TOP 5 ISSUES OF XIANEASE

Article By Tim King

Here at Xianease, we eat, sleep, drink and crap all things Xi’an. We kind of have to, because we want to tell you as many interesting things as we can about this fair city each month. Some months are tougher than others, but we’ve still managed to make a hundred issues over nine years, never missing a single one. For this month’s Top 5, we thought it would be fun to take a look back through our archives for some must-read issues of Xianease. Print copies of these back issues are now extremely rare and valuable collectors’ items that go for hundreds of thousands of RMB on Taobao, but you can find all these and the rest of our archive at xianease.com.

01 ISSUE #1 APRIL 2010

Everything must start somewhere, and we started here. The culmination of eight months of planning, the very first print issue of Xianease is a shotgun blast of experimentation and earnestness. From the bilingual articles, to licensed content from the Onion, to a centerfold map of downtown Xi’an that has no subway lines on it, our very first issue is a monument to humble beginnings and a testament to just how much can change in nine years. Of course, it also has that iconic cover of a homeless man, which is to Xianease as that picture of the Afghan woman with the piercing eyes is to National Geographic.

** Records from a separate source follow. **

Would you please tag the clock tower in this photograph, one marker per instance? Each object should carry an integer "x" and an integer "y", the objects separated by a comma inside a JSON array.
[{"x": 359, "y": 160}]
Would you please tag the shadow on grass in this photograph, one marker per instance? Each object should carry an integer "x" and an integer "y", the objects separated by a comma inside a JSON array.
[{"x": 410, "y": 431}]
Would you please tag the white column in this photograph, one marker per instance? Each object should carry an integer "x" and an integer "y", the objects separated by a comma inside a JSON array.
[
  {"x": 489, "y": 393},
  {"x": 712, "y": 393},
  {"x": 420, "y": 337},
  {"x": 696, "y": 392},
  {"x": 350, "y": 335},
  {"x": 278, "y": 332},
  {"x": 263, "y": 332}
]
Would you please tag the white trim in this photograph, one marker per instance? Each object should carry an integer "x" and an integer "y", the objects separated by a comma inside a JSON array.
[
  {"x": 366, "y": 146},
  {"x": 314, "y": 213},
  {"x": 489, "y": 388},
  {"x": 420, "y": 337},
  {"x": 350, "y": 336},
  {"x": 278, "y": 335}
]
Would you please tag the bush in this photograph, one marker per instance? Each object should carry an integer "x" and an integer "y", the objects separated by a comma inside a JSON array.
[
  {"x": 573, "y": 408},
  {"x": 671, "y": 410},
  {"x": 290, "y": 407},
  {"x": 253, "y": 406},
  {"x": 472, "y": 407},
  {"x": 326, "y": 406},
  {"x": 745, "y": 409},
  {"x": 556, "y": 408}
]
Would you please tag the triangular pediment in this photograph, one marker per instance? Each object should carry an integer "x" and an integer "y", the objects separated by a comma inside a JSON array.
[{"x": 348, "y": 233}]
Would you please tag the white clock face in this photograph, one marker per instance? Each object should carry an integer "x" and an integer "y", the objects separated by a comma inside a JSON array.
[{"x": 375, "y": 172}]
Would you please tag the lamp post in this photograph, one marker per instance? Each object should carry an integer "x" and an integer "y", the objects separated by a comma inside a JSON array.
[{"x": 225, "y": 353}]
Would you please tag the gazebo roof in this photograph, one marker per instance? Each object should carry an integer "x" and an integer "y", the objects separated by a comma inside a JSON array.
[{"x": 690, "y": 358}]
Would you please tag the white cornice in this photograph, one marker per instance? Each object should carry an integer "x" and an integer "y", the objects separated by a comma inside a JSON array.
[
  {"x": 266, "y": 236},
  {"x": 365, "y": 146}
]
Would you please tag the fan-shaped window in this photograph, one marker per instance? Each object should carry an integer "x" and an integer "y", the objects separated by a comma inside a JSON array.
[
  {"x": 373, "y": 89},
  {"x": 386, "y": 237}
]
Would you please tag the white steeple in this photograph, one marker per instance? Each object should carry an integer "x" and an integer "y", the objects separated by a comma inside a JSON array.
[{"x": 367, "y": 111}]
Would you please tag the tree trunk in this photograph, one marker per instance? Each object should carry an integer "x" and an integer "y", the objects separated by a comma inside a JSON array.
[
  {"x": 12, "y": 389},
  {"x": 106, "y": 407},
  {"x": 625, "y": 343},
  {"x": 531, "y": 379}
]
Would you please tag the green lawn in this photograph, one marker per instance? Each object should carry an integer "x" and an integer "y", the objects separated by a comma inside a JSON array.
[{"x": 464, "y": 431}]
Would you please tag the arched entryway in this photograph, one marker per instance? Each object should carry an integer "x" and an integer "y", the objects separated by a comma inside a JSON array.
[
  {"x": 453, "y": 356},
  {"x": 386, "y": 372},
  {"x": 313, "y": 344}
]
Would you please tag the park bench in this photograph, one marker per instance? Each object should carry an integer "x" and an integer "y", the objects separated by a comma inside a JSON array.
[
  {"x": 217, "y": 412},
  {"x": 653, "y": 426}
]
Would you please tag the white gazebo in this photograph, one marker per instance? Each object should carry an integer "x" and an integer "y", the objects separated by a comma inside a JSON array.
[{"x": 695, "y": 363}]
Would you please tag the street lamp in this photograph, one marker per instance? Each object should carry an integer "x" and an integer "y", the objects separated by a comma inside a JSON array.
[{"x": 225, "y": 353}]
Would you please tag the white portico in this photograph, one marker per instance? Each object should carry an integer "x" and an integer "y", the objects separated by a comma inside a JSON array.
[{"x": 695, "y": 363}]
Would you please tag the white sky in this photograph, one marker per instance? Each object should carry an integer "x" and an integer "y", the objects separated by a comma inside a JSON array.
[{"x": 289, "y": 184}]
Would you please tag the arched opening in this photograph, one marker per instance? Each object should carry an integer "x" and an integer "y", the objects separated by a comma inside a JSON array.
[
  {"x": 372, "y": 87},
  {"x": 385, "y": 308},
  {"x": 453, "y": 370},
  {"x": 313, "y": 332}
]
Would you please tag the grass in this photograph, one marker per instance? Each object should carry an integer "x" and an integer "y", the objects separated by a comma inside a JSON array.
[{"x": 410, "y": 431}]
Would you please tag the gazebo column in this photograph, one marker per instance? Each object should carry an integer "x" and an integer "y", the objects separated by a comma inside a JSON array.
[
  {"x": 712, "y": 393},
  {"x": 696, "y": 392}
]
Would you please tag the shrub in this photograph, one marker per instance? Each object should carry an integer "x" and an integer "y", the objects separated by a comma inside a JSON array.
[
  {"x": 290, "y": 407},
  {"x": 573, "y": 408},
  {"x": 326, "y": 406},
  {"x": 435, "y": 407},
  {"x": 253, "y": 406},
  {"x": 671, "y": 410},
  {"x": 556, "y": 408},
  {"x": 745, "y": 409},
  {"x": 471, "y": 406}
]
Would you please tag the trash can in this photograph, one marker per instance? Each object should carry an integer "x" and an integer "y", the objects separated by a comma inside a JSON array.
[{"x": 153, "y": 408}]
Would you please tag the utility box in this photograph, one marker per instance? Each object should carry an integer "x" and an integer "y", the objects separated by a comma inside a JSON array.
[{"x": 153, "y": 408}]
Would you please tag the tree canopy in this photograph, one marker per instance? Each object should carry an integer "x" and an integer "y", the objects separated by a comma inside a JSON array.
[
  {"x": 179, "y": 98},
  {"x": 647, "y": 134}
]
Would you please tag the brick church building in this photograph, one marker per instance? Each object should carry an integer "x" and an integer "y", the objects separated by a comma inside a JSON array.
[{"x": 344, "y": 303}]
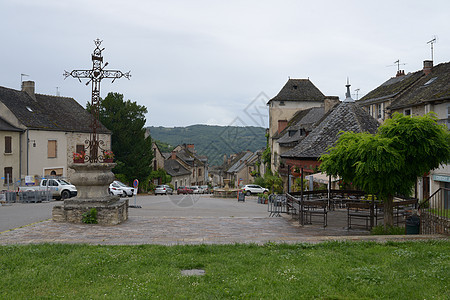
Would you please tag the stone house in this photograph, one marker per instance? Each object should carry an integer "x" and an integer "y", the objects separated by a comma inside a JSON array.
[
  {"x": 415, "y": 94},
  {"x": 346, "y": 116},
  {"x": 197, "y": 165},
  {"x": 430, "y": 93},
  {"x": 51, "y": 129},
  {"x": 378, "y": 101},
  {"x": 158, "y": 157},
  {"x": 296, "y": 95},
  {"x": 180, "y": 175},
  {"x": 244, "y": 168},
  {"x": 10, "y": 158}
]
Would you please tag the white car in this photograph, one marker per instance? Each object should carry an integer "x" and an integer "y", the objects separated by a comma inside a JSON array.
[
  {"x": 195, "y": 189},
  {"x": 163, "y": 189},
  {"x": 250, "y": 189},
  {"x": 120, "y": 189}
]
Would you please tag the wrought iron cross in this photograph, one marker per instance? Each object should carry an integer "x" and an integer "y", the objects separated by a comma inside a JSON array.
[{"x": 95, "y": 75}]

02 ISSUE #50 September 2014

Our fiftieth issue is jam-packed with good stuff, a great indicator of just how big the purview of Xianease had become in just a few years. Recipes and travelogues and interviews with people living the dream of NOT being English teachers in Xi’an are just some of the goodness in this one. Also of note are a couple of bar reviews I did when I was in my “drunken smartass” phase(I went really hard on one; they are now closed), and a gargantuan feature on bike trips in the south of the city, which required the entire staff to bicycle up and explore Yanta on an amazingly hot day (“It was like we were barbecuing on the street,” one of our staff recalls).\

03 ISSUE #72 SEPTEMBER 2016

When we were making this issue, I’d been in the editor’s chair for a little under a year. I think this was a pretty good issue overall, lots of great articles, but I include this one in the Top 5 almost solely because of Jade Dragon. Jade Dragon, if you weren’t around for it, was a memoir written pseudonymously about a foreign woman’s experiences living in the Shaanxi countryside. Part 6 of the tale appeared in this issue (unfortunately it became the final installment), and people were shocked, confused, amused and everything in between about it. Rumors I heard included one from a student at an international school who told me that their administrators freaked out when they read it and pulled all the issues they had that month; another person told me that some corners of the Xi’an female expat community were kind of upset with me about it. I’m not going to spoil it for you, but it’s pretty wild and you need to read it.

04 ISSUE #78 APRIL 2017

It seems that there’s some magic around the April issue, something intangible that seems to make those issues better than most. This one from two years ago has what is, hands down, one of the best covers we’ve done, and has a really great diversity of perspective from a roster of very interesting contributors. An MMA fighter wrote about what sports can teach us; some IB teachers turned in thoughtful pieces about their students and the world they live in; a Chinese man wrote a beautiful piece about an exciting and emotional trend in modern Chinese culture; an English teacher gave us a ponderous look into the trials and tribulations of her daily life. And somewhere, in all of that, I hid a tiny picture of an air conditioning unit because someone dared me to (showed them, didn’t I?).

05 ISSUE #85 NOVEMBER 2017

One of the highest compliments I ever received about an issue of Xianease was a comment someone gave me about this one. That person called it the “something to talk about” issue, probably based on a long exploration of Chinese branding that appears in the back of it, or an article in which I made up a bunch of new words to help you better describe the Xi’an experience, or the article we put together about getting prepared for winter. One thing’s for sure, that person wasn’t talking about the Top 5 that month, which was Top 5 Soups, which was probably one of the biggest trolls I ever did. Unless you like soup. In that case, this is probably your favorite issue.